Je propose de rejouer le rituel du sacrifice antique, de le réinventer. Ce rituel, je le vois comme une fête enivrante, drôle et mystérieuse. Une fête qui, parfois, ressemble à un rêve délirant. Je suis la victime, cette grande fille de 12 ans, à demi consciente, survoltée par la musique, la foule et la danse.
Mais que fête-t-on exactement ?
Je ne sais pas.
Les affects se mélangent : confusion, euphorie, inconscience.
Iphigénie pour moi c’est le corps de l’adolescence dans son trouble, sa recherche et son affirmation. Un corps en mutation, en cours de sexualisation, entre l’enfance et l’adulte. Un corps qui résiste à la lecture. Qui s’expose et se cache.
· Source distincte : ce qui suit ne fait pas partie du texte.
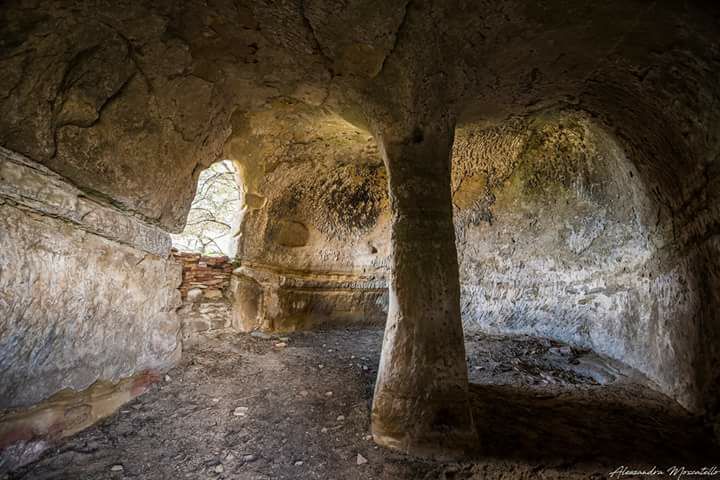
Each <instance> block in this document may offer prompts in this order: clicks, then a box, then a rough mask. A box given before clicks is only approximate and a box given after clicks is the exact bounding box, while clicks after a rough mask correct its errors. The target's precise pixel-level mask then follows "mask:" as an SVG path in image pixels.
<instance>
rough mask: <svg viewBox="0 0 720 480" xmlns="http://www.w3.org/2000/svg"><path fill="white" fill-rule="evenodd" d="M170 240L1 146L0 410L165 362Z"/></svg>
mask: <svg viewBox="0 0 720 480" xmlns="http://www.w3.org/2000/svg"><path fill="white" fill-rule="evenodd" d="M169 250H170V241H169V238H168V235H167V234H166V233H164V232H162V231H161V230H159V229H158V228H157V227H155V226H152V225H149V224H147V223H144V222H143V221H142V220H140V219H138V218H135V217H133V216H131V215H128V214H126V213H125V212H123V211H121V210H119V209H117V208H115V207H113V206H110V205H106V204H103V203H101V202H100V201H96V200H94V199H92V198H90V196H89V195H88V194H86V193H85V192H83V191H81V190H79V189H77V188H76V187H74V186H73V185H71V184H69V183H68V182H66V181H65V180H64V179H63V178H62V177H60V176H58V175H56V174H54V173H52V172H50V171H49V170H47V169H46V168H44V167H42V166H41V165H39V164H36V163H34V162H32V161H30V160H28V159H26V158H24V157H22V156H20V155H17V154H14V153H12V152H10V151H8V150H5V149H0V408H11V407H23V406H28V405H32V404H35V403H38V402H41V401H43V400H45V399H47V398H48V397H50V396H51V395H53V394H55V393H56V392H58V391H60V390H63V389H71V390H75V391H79V390H84V389H86V388H87V387H89V386H90V385H92V384H93V383H95V382H97V381H99V380H105V381H111V382H114V381H117V380H119V379H121V378H124V377H129V376H132V375H134V374H138V373H141V372H146V371H155V370H162V369H165V368H168V367H170V366H171V365H173V363H174V362H176V361H177V360H178V358H179V356H180V352H181V344H180V342H179V340H178V330H179V322H178V319H177V315H176V313H175V310H176V308H177V307H178V306H179V304H180V294H179V292H178V291H177V290H176V288H177V287H178V285H179V284H180V280H181V267H180V265H178V264H177V263H175V262H173V261H171V260H169V259H168V254H169Z"/></svg>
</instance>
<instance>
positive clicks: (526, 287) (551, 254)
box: [454, 114, 709, 409]
mask: <svg viewBox="0 0 720 480" xmlns="http://www.w3.org/2000/svg"><path fill="white" fill-rule="evenodd" d="M455 149H456V158H457V159H458V162H457V164H458V168H457V169H456V175H455V181H454V184H455V187H456V190H455V203H456V224H457V230H458V249H459V256H460V259H461V262H460V263H461V282H462V285H463V300H462V307H463V318H464V321H465V324H466V328H469V329H476V328H477V329H482V330H485V331H492V332H503V333H507V332H517V333H536V334H540V335H545V336H548V337H552V338H557V339H561V340H565V341H568V342H570V343H573V344H576V345H580V346H584V347H588V348H592V349H594V350H595V351H598V352H600V353H604V354H606V355H609V356H611V357H613V358H617V359H621V360H623V361H624V362H626V363H628V364H630V365H632V366H633V367H635V368H638V369H639V370H641V371H643V372H644V373H646V374H647V375H648V376H649V377H650V378H652V379H654V380H655V381H656V382H658V384H659V385H660V387H661V389H662V390H663V391H665V392H666V393H668V394H669V395H671V396H672V397H673V398H675V399H677V400H679V401H680V402H681V403H683V404H684V405H685V406H687V407H689V408H692V409H701V408H702V404H701V401H700V398H701V395H700V391H701V389H702V386H701V385H700V384H699V383H698V382H697V381H696V380H695V378H694V375H695V374H694V368H695V365H696V362H697V361H698V360H699V359H700V358H702V357H703V352H702V347H700V346H699V345H698V344H697V342H696V337H697V335H698V334H699V330H698V329H699V328H700V327H699V326H698V325H697V322H696V319H695V316H696V313H697V311H698V309H699V308H700V307H701V305H702V304H703V302H704V301H705V300H703V293H702V287H701V286H700V282H701V279H700V278H699V277H698V276H697V275H696V271H695V266H694V262H695V258H694V256H693V255H692V254H690V252H687V251H683V250H682V248H681V247H680V246H678V245H677V244H674V243H672V238H671V237H669V236H668V226H667V225H666V224H665V223H664V222H663V220H662V219H661V218H660V217H659V208H658V207H657V206H656V205H655V204H654V202H653V199H652V196H651V193H650V192H648V189H647V186H646V185H645V184H644V182H643V180H642V179H641V176H640V175H639V174H638V171H637V168H636V167H635V166H634V165H633V163H632V161H631V160H630V159H628V158H627V157H626V155H625V153H624V152H623V150H622V149H621V148H620V147H619V146H618V144H617V143H616V141H615V140H614V139H613V138H612V137H610V136H609V135H607V134H606V133H605V132H604V131H603V129H601V128H599V126H598V125H596V124H594V123H593V122H591V121H590V120H589V119H588V117H587V116H585V115H579V114H544V115H540V116H538V117H535V118H533V119H531V120H529V121H528V120H522V121H520V120H518V121H516V122H510V123H509V124H505V125H503V126H500V127H496V128H492V129H490V130H488V131H484V132H473V129H472V127H469V128H468V129H465V131H461V132H460V134H459V136H458V142H457V143H456V145H455ZM467 172H472V173H471V174H470V175H468V174H467ZM471 190H475V191H476V195H475V196H474V198H475V199H474V201H470V200H468V197H471V198H472V196H473V195H471V194H470V193H469V192H470V191H471ZM707 333H709V332H707Z"/></svg>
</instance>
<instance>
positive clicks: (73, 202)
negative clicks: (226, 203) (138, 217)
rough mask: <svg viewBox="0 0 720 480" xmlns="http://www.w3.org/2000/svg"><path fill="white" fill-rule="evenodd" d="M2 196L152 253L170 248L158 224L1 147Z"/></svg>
mask: <svg viewBox="0 0 720 480" xmlns="http://www.w3.org/2000/svg"><path fill="white" fill-rule="evenodd" d="M2 200H5V201H10V202H13V203H15V204H16V206H17V207H19V208H24V209H28V210H32V211H34V212H38V213H40V214H42V215H47V216H50V217H54V218H57V219H60V220H64V221H68V222H71V223H73V224H74V225H76V226H77V227H79V228H80V229H82V230H85V231H88V232H90V233H93V234H96V235H100V236H102V237H105V238H108V239H111V240H114V241H116V242H118V243H122V244H125V245H130V246H132V247H135V248H137V249H139V250H142V251H145V252H148V253H152V254H154V255H158V256H161V257H166V256H167V255H168V253H169V252H170V246H171V242H170V236H169V235H168V234H167V233H165V232H164V231H162V230H160V228H159V227H156V226H154V225H151V224H148V223H146V222H145V221H143V220H142V219H139V218H137V217H136V216H133V215H132V214H131V213H128V212H126V211H123V210H121V209H118V208H117V207H114V206H111V205H104V204H101V203H99V202H97V201H96V200H93V199H91V198H89V197H88V196H87V195H86V193H84V192H83V191H81V190H80V189H78V188H77V187H75V186H74V185H72V184H70V183H69V182H68V181H66V180H65V179H64V178H63V177H61V176H60V175H58V174H56V173H54V172H52V171H51V170H49V169H48V168H46V167H44V166H42V165H40V164H38V163H36V162H33V161H32V160H30V159H28V158H26V157H23V156H22V155H20V154H18V153H15V152H12V151H10V150H7V149H5V148H2V147H0V201H2Z"/></svg>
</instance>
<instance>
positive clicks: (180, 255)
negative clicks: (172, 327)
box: [172, 250, 234, 343]
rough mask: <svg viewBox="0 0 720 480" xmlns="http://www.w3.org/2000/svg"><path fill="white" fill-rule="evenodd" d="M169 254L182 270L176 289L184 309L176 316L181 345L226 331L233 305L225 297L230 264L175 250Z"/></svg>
mask: <svg viewBox="0 0 720 480" xmlns="http://www.w3.org/2000/svg"><path fill="white" fill-rule="evenodd" d="M172 254H173V257H174V258H175V260H176V261H178V262H180V263H181V264H182V267H183V273H182V283H181V285H180V287H179V290H180V294H181V296H182V300H183V305H182V307H181V308H180V309H179V310H178V314H179V316H180V320H181V322H182V331H183V340H184V342H186V343H192V342H194V341H196V340H198V339H199V338H200V337H199V336H198V335H197V334H198V333H201V332H208V331H212V330H220V329H225V328H229V327H230V326H231V324H232V302H231V301H230V299H229V298H228V296H227V287H228V286H229V285H230V277H231V276H232V271H233V268H234V266H233V264H232V262H231V260H230V259H229V258H228V257H205V256H202V255H200V254H199V253H190V252H178V251H176V250H173V252H172Z"/></svg>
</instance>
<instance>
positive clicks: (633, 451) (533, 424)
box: [470, 384, 720, 466]
mask: <svg viewBox="0 0 720 480" xmlns="http://www.w3.org/2000/svg"><path fill="white" fill-rule="evenodd" d="M613 390H614V389H613V387H609V386H604V387H597V388H592V389H585V390H579V391H564V392H558V393H557V394H545V393H542V392H541V391H537V390H536V391H532V390H528V389H527V388H521V387H517V386H510V385H476V384H471V385H470V393H471V403H472V407H473V415H474V418H475V419H476V428H477V430H478V433H479V437H480V439H481V449H480V451H479V452H478V455H479V456H481V457H495V458H505V459H513V460H517V459H522V460H529V461H538V460H540V461H548V460H550V459H553V460H556V461H557V460H568V461H573V462H577V461H585V460H587V461H593V462H598V461H601V462H608V463H612V462H621V463H624V464H628V463H629V462H632V463H633V464H638V463H641V464H642V463H645V464H649V465H666V466H671V465H693V464H694V465H708V464H709V463H708V462H709V461H711V460H715V461H717V459H718V458H720V451H719V450H718V448H717V446H713V445H714V441H713V436H712V434H711V432H710V431H709V429H706V428H705V427H704V426H703V424H702V421H701V420H700V419H699V418H697V417H693V416H690V415H688V414H687V413H685V412H684V411H683V410H682V409H681V408H679V407H677V408H668V407H667V406H666V405H662V404H660V403H659V402H658V401H648V400H647V399H638V398H637V397H634V396H633V395H632V391H630V392H628V391H627V390H620V389H618V390H617V391H613ZM664 400H665V401H666V402H667V400H668V399H667V398H664Z"/></svg>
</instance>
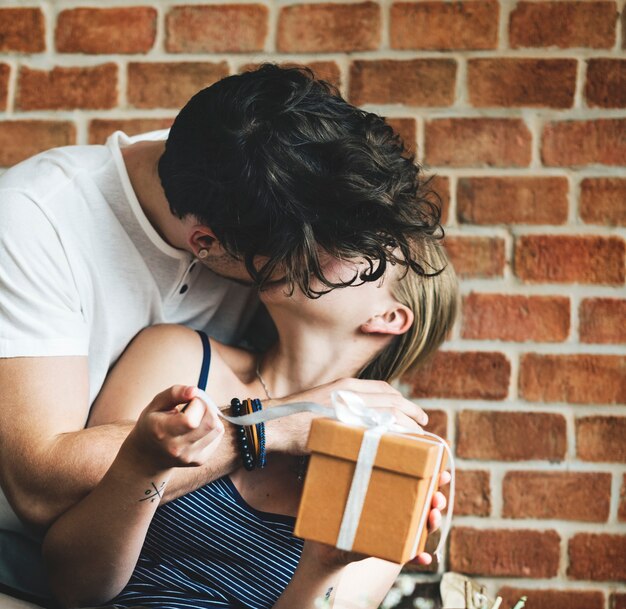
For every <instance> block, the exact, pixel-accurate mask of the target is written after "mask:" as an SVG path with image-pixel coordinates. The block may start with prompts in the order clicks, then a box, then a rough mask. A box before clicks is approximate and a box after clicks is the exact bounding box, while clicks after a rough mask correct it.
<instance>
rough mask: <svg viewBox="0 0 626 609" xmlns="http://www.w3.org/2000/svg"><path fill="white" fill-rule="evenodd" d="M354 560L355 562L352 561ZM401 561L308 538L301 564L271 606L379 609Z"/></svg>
mask: <svg viewBox="0 0 626 609" xmlns="http://www.w3.org/2000/svg"><path fill="white" fill-rule="evenodd" d="M349 561H352V562H349ZM401 568H402V567H401V565H397V564H394V563H391V562H387V561H386V560H380V559H378V558H367V557H363V556H360V555H357V554H353V553H347V552H341V551H339V550H336V549H335V548H331V547H330V546H326V545H325V544H320V543H315V542H310V541H307V542H305V544H304V549H303V551H302V556H301V557H300V562H299V563H298V568H297V569H296V572H295V574H294V576H293V577H292V578H291V581H290V582H289V585H288V586H287V588H285V591H284V592H283V594H282V595H281V597H280V598H279V599H278V601H277V602H276V604H275V605H274V606H273V608H272V609H293V607H298V609H317V608H318V607H319V606H320V600H325V601H327V603H328V604H327V605H321V606H322V607H324V606H327V607H332V608H333V609H376V608H377V607H379V606H380V603H381V602H382V600H383V599H384V598H385V596H386V594H387V592H388V591H389V589H390V588H391V586H393V583H394V581H395V580H396V577H397V576H398V574H399V573H400V569H401Z"/></svg>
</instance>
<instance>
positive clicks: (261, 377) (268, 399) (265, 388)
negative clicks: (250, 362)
mask: <svg viewBox="0 0 626 609" xmlns="http://www.w3.org/2000/svg"><path fill="white" fill-rule="evenodd" d="M256 376H257V378H258V379H259V381H260V383H261V385H262V386H263V391H265V396H266V397H267V399H268V400H273V399H274V398H273V397H272V396H271V395H270V392H269V391H268V390H267V385H266V384H265V381H264V380H263V377H262V376H261V358H260V357H258V358H257V360H256Z"/></svg>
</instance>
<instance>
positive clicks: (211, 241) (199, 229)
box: [188, 224, 217, 258]
mask: <svg viewBox="0 0 626 609" xmlns="http://www.w3.org/2000/svg"><path fill="white" fill-rule="evenodd" d="M188 242H189V245H190V246H191V249H192V251H193V253H194V255H195V256H196V257H198V258H206V256H207V255H208V253H209V250H210V249H211V247H213V245H214V244H215V243H216V242H217V237H216V236H215V233H214V232H213V231H212V230H211V229H210V228H209V227H208V226H204V225H202V224H196V225H194V226H193V227H192V228H191V232H190V234H189V238H188ZM201 252H203V254H201Z"/></svg>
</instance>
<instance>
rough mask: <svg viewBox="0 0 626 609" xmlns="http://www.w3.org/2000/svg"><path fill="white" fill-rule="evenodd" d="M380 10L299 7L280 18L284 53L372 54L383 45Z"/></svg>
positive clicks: (339, 7) (368, 8)
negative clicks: (368, 52) (339, 53)
mask: <svg viewBox="0 0 626 609" xmlns="http://www.w3.org/2000/svg"><path fill="white" fill-rule="evenodd" d="M380 29H381V20H380V7H379V5H378V3H376V2H361V3H358V4H334V3H326V2H324V3H319V4H295V5H293V6H285V7H283V8H282V9H281V11H280V14H279V15H278V32H277V34H276V46H277V48H278V51H279V52H281V53H329V52H330V53H333V52H354V51H372V50H375V49H377V48H378V46H379V45H380Z"/></svg>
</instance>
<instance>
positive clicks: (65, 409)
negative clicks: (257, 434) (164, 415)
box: [0, 357, 237, 528]
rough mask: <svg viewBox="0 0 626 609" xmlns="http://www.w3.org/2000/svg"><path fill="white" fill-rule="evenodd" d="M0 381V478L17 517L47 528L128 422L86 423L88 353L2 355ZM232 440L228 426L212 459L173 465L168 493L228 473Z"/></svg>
mask: <svg viewBox="0 0 626 609" xmlns="http://www.w3.org/2000/svg"><path fill="white" fill-rule="evenodd" d="M0 387H2V391H1V392H0V484H1V485H2V487H3V489H4V492H5V493H6V495H7V498H8V499H9V501H10V503H11V505H12V506H13V509H14V510H15V512H16V513H17V515H18V516H19V517H20V519H22V520H23V521H24V522H26V523H27V524H29V525H31V526H34V527H36V528H46V527H48V526H49V525H50V524H51V523H52V522H53V521H54V520H55V519H56V518H57V517H58V516H59V515H60V514H62V513H63V512H65V511H66V510H67V509H68V508H69V507H71V506H72V505H74V504H75V503H77V502H78V501H79V500H80V499H82V498H83V497H84V496H85V495H87V493H89V492H90V491H91V490H92V489H93V488H94V487H95V486H96V484H97V483H98V482H99V481H100V480H101V479H102V476H103V475H104V473H105V472H106V471H107V469H108V468H109V467H110V465H111V464H112V462H113V460H114V459H115V456H116V454H117V452H118V450H119V448H120V446H121V444H122V442H123V441H124V439H125V438H126V436H127V435H128V433H129V432H130V430H131V428H132V427H133V422H131V421H126V422H122V423H111V424H106V425H99V426H96V427H91V428H87V429H83V427H84V425H85V421H86V419H87V413H88V410H89V407H88V373H87V358H85V357H32V358H30V357H27V358H10V359H0ZM146 405H147V404H146ZM228 427H230V426H228ZM235 446H236V444H235V439H234V432H233V431H232V430H230V429H229V430H228V432H227V434H226V435H225V438H224V440H223V441H222V442H221V443H220V446H219V449H218V451H217V453H216V454H215V455H214V456H213V458H212V459H211V463H210V465H206V466H203V467H199V468H194V469H192V470H177V471H176V474H175V475H174V476H172V480H171V482H170V484H169V489H168V490H169V492H168V495H167V498H168V499H172V498H174V497H177V496H180V495H182V494H185V493H187V492H190V491H191V490H193V489H195V488H198V487H199V486H201V485H202V484H205V483H206V482H207V481H208V480H211V479H214V478H217V477H219V476H222V475H224V474H226V473H228V472H229V471H232V470H233V469H234V468H235V465H236V461H237V451H236V448H235Z"/></svg>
Iphigénie pour moi c’est l’enfant intrépide, affranchie, arrogante, provocante. Celle qui dit l’absurdité des adultes. Celle qui résiste à une norme d’éducation. Celle qui ne deviendra ni femme, ni mère.
Iphigénie pour moi c’est la bête de foire qu’on expose, l’animal qu’on est venu observer.
On dit que dans la tradition grecque, comme dans toute civilisation patriarcale, les filles appartenaient à leur père, avant d’appartenir à leur mari. On dit aussi que les légendes de sacrifice étaient des paraboles de mariage. Le père offrait sa fille en sacrifice comme il la donnait à un mari. Sacrifice ou mariage, tels sont les deux options qui s’offrent aux vierges.
Iphigénie consent-elle librement à son sacrifice ? Avec cette pièce, je choisis d’interpréter la victime et la complexité de son consentement. J’ouvre un horizon pour la question. J’habite l’espace du trouble.